Oh, here comes Thanksgiving, Christmas, and New Years just around the corner, and you not knowing your Holiday table potables! The problem with wines is that everybody has to make such a fuss about them, with all this pretentious business mixed in with wine know-how. Pomposity is ripe in the wine world, with people who think they're upper-class just because they can identify a Sauvignon Blanc at ten paces. Well, hang with me, and by the time we're through maybe you'll be able to show that snooty sommelier (restaurant wine-server, pronounced "some-ale-YAY") that you're not just a hayseed rube.

Wines go in two categories: red and white, also known as mostly sweet and mostly dry (tart). White wines go with seafood and poultry and red wines go with everything else.

The most common white wines are Chardonnay (most popular, flexible, wide range of flavors, usually dry and full-bodied), Sauvignon (sharp and dry, like aged cheddar, with a bite and a kick), Riesling (usually German, light with some dryness), and White Zinfandel (mildly sweet).

The most common red wines are Cabernet (most popular, medium to bold taste, sometimes sweet), Merlot (deep in color and flavor, very full-bodied), Pinot Noir (a gamble, expensive, hard to get right, tasty when it's done right), and Red Zinfandel (very sweet and light).

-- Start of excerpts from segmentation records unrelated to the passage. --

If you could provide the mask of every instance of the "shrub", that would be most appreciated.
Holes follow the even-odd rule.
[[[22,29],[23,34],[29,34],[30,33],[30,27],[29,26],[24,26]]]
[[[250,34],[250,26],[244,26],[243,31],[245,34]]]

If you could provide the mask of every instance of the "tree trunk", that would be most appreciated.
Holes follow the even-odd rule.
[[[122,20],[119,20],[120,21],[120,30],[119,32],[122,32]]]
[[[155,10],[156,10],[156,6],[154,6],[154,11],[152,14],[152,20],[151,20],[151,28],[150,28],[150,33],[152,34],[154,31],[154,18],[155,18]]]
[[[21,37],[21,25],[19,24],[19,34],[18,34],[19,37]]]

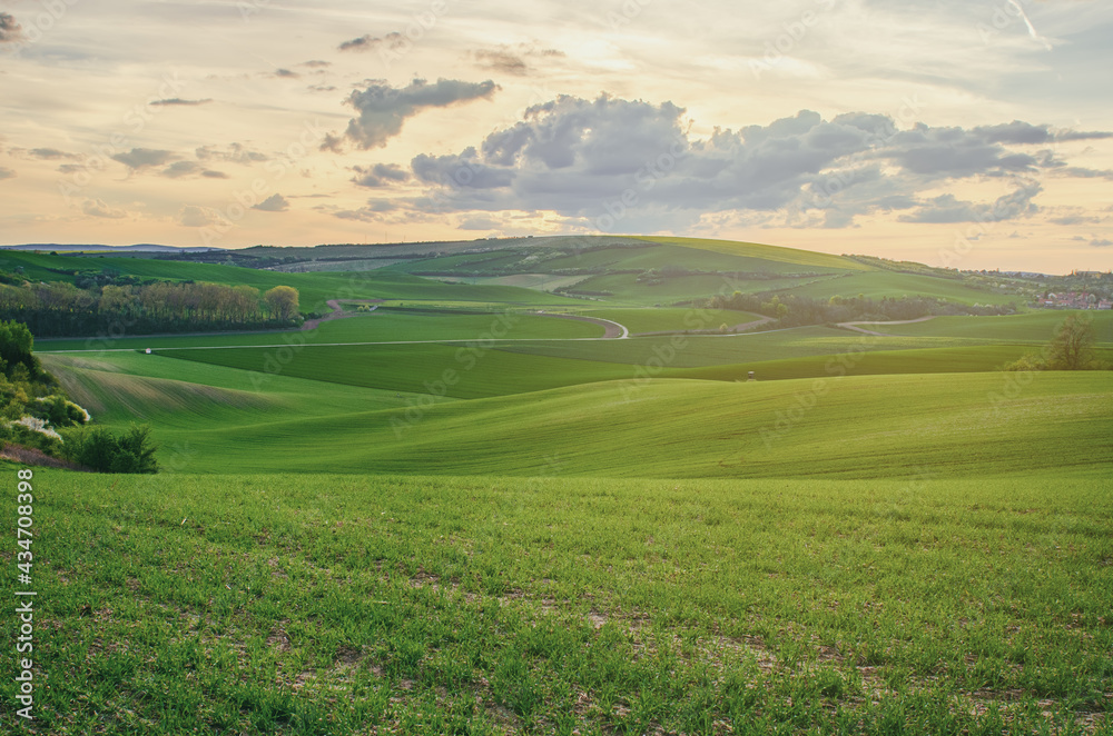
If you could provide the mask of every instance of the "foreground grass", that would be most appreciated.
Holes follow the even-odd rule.
[[[28,732],[1107,733],[1111,490],[40,470]]]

Mingled in with these breeds are the intended purpose of the wine. So there is Aperitif (a before-meal appetizer, flavored, includes Sherry and Madeira), Table Wine (served with the meal or stand-alone), Dessert Wine (very sweet, goes well with cake or cheese, includes Port, Tokay, and also Sherry), and Sparkling Wine (as in champagne, served as a stand-alone refreshment). Of course there are also cooking wines (meant to fry your flounder in and not for drinking, salty) and country wines (made from something besides grapes, like plums or strawberries), but that's wandering too far off-course.

Some jargon about taste: Wine grapes, without any additives at all, can encompass a huge array of character in taste and smell. Taste is usually described in terms of sweet (either sweet as in sugar, or sweet as in vanilla or apple taste), dry (tart or tangy, the alcohol content shows through), fruity (wines can have an under-taste ranging from raspberries to bananas!), jammy (really full-bodied fruit taste - see Merlot), spicy (as in black pepper, cloves, cinnamon, nutmeg, etc.), oaky (subtly flavored by the oak barrels which fermented it), earthy (not like literal earth, but a very ripe, full taste), and tart (as in citrus).

When to send a wine back: Not to be rude about it, just politely signal the sommelier that there's something wrong with it and have them bring out another bottle of the same. They shouldn't take it personally, as some wines can go wrong even in the finest establishments. Here's what to watch for: corked (the bottle's cork got moldy, and the wine will smell like a mildewed cardboard box), buttery (it has a taste like butter, caused by some complicated yeast chemistry, however in Chardonnay some butter flavor is done on purpose), oxidized ('flat', little taste except the alcohol and acid), and reduced (overpowering musky or burnt odor, from the wine not getting enough oxygen). Bad wine is rare, so it's not doing much good to be too nervous about it; if it tastes good to you, it probably is good. When a wine is bad enough to be sent back, it will announce this in force and be unarguably bad!

Alcohol content is related to flavor: the fuller the flavor, the higher the alcohol, and the lighter the flavor, the lower the alcohol. The color, however, is determined by tannins, the residue left from grape skins. So red wines are allowed to have contact with the grape skins while white wines have no exposure. Tannins also contribute to a wine's longevity, so white wines "age faster" while red wines can be stored for much longer. 'Bouquet' is another word for aroma, and most of what applies to taste applies to aroma.

For home serving, don't worry so much about the exact temperature and time per wine breed; if it's been in the fridge for six hours it's fine. Wine tasters often swirl their glass gently as they smell it because this stirs it up and helps all the chemicals in it to be noticed. And whoever said never mix beer and wine was not talking about the hangover the next morning, but the taste while drinking - after a couple of glasses of wine, beer isn't going to taste as good.

Man, I could go for a jammy Pinot Noir with a peppery bouquet and a fruity body right now. Now get out there and enjoy the Holidays - you know as much about wine as the upper-crust without being so snooty about it!